John David Cull, Pamela J Bixby, Nee-Kofi Mould-Millman, Smith Foster Heavner, Nicolas W Medrano, Olga Volk, Suresh Agarwal, Jennifer M Gurney, Mary J Homer, Avery B Nathens, James Boyce Phillips, Travis Polk, Michelle A Price, Carl I Schulman, Kevin M Schuster, Deborah M Stein, Shelly Timmons, Nathan White

Background

Trauma remains one of the leading causes of death and disability in the USA, yet trauma research continues to suffer from inconsistent data collection standards, hindering data aggregation and interoperability. To advance trauma science and improve patient outcomes, the Department of Defense, in collaboration with the Coalition for National Trauma Research (CNTR), aimed to identify and implement a core set of common data elements (CDEs) for universal use in trauma research.

Methods

A consensus-driven methodology guided by ACCORD reporting standards was employed. CNTR established a CDE Steering Committee comprising military, civilian, and academic trauma experts.
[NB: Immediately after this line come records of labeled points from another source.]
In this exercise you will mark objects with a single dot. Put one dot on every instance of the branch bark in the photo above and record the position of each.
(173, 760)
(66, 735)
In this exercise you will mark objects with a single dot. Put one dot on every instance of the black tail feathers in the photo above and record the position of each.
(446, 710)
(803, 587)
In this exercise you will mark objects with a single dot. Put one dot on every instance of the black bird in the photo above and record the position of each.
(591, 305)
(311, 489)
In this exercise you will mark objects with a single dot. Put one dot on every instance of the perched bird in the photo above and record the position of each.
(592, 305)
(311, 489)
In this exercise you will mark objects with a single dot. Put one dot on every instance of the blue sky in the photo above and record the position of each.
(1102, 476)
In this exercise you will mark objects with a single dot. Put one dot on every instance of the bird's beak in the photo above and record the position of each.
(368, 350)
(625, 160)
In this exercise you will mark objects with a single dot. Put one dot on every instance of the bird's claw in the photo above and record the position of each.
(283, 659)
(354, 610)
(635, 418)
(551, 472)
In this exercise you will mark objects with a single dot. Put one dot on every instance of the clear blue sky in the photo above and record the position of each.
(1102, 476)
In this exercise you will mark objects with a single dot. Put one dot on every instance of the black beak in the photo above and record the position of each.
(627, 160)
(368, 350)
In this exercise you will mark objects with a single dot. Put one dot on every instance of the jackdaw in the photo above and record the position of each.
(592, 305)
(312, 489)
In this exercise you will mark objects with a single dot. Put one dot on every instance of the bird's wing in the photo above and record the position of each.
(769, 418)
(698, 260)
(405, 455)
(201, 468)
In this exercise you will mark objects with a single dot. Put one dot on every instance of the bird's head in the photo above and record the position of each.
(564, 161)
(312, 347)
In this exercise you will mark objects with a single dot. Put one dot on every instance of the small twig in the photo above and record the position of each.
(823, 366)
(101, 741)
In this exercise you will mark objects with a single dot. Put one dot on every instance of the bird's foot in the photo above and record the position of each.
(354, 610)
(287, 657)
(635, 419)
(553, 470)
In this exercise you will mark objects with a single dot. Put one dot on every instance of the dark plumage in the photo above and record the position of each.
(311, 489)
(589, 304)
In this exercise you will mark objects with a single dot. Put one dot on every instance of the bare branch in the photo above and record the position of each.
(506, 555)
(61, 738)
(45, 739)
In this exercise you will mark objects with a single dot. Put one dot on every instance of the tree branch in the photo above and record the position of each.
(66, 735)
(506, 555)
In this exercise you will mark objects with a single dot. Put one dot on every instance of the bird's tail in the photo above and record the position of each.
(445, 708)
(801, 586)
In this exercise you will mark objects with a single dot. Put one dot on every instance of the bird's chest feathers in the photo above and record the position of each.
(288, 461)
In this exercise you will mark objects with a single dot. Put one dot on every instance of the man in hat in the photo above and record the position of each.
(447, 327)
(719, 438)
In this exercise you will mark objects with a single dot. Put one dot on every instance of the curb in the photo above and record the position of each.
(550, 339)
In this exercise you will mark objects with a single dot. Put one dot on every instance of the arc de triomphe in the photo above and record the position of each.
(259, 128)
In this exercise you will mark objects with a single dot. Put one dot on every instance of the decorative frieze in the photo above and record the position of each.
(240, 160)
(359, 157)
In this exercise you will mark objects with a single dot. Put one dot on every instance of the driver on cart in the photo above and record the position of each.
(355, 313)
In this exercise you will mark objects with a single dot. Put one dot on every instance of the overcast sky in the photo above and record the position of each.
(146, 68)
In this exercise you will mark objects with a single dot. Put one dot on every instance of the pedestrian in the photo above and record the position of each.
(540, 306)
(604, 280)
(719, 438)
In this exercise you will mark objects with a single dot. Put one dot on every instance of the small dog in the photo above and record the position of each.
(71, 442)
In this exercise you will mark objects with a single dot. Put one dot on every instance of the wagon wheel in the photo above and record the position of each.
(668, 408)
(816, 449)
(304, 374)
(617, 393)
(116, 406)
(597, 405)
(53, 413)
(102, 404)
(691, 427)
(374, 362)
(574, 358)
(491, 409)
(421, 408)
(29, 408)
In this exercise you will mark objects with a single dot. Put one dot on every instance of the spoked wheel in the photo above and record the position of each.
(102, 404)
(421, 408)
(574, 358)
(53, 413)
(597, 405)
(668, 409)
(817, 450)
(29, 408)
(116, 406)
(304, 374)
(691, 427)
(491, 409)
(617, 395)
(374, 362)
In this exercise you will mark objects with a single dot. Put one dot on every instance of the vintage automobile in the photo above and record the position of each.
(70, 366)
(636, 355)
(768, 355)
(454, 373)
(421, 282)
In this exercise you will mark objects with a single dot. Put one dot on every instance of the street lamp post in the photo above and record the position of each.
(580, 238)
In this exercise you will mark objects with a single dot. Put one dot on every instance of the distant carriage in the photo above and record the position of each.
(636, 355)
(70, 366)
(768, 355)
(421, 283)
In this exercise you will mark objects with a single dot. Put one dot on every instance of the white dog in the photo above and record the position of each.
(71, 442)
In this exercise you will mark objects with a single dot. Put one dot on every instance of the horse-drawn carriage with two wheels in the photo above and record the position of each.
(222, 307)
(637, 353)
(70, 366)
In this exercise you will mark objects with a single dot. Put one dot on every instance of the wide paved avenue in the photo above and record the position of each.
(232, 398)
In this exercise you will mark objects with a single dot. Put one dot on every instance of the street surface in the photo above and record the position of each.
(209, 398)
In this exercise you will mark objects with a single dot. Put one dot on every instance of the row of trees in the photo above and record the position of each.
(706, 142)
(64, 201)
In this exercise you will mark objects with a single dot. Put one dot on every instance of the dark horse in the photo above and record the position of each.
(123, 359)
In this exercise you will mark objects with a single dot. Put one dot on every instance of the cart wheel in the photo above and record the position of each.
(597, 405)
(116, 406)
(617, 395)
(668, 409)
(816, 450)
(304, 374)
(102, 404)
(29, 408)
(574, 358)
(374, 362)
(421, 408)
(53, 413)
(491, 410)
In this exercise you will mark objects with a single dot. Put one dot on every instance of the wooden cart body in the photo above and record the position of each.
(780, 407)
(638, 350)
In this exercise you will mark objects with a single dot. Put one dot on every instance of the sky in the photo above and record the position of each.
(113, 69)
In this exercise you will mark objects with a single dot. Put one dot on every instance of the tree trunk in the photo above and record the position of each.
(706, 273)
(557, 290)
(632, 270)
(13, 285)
Existing trauma and traumatic brain injury CDEs from the National Trauma Research Repository (NTRR) and the Federal Interagency Traumatic Brain Injury Research Informatics System were systematically compared, harmonized, and refined using informatics tools and expert feedback. The CDE Steering Committee met to evaluate 50 candidate data elements, with consensus defined as ≥80% agreement a priori.

Results

Nineteen committee members (9 in person, 10 virtually) participated in the survey. A final set of 10 core trauma CDEs was approved for inclusion in NTRR v2, categorized under demographics and injury characteristics. An additional 22 elements were referred to domain-specific workgroups for consideration in future basic CDE development. This process marks a critical step in improving trauma data harmonization.

Discussion

The adoption of these core trauma CDEs will support harmonization across trauma studies, enabling data reuse, pooled analysis, and cost-efficient trauma research. While consensus-based, this approach allows flexibility across study types but does not guarantee data harmonization. Successful implementation hinges on endorsement from funders and institutions. Future work includes developing therapeutic area-specific basic CDEs and promoting CDE adoption through training, technical support, and dissemination strategies.

Level of evidence

Not applicable (methods-focused study).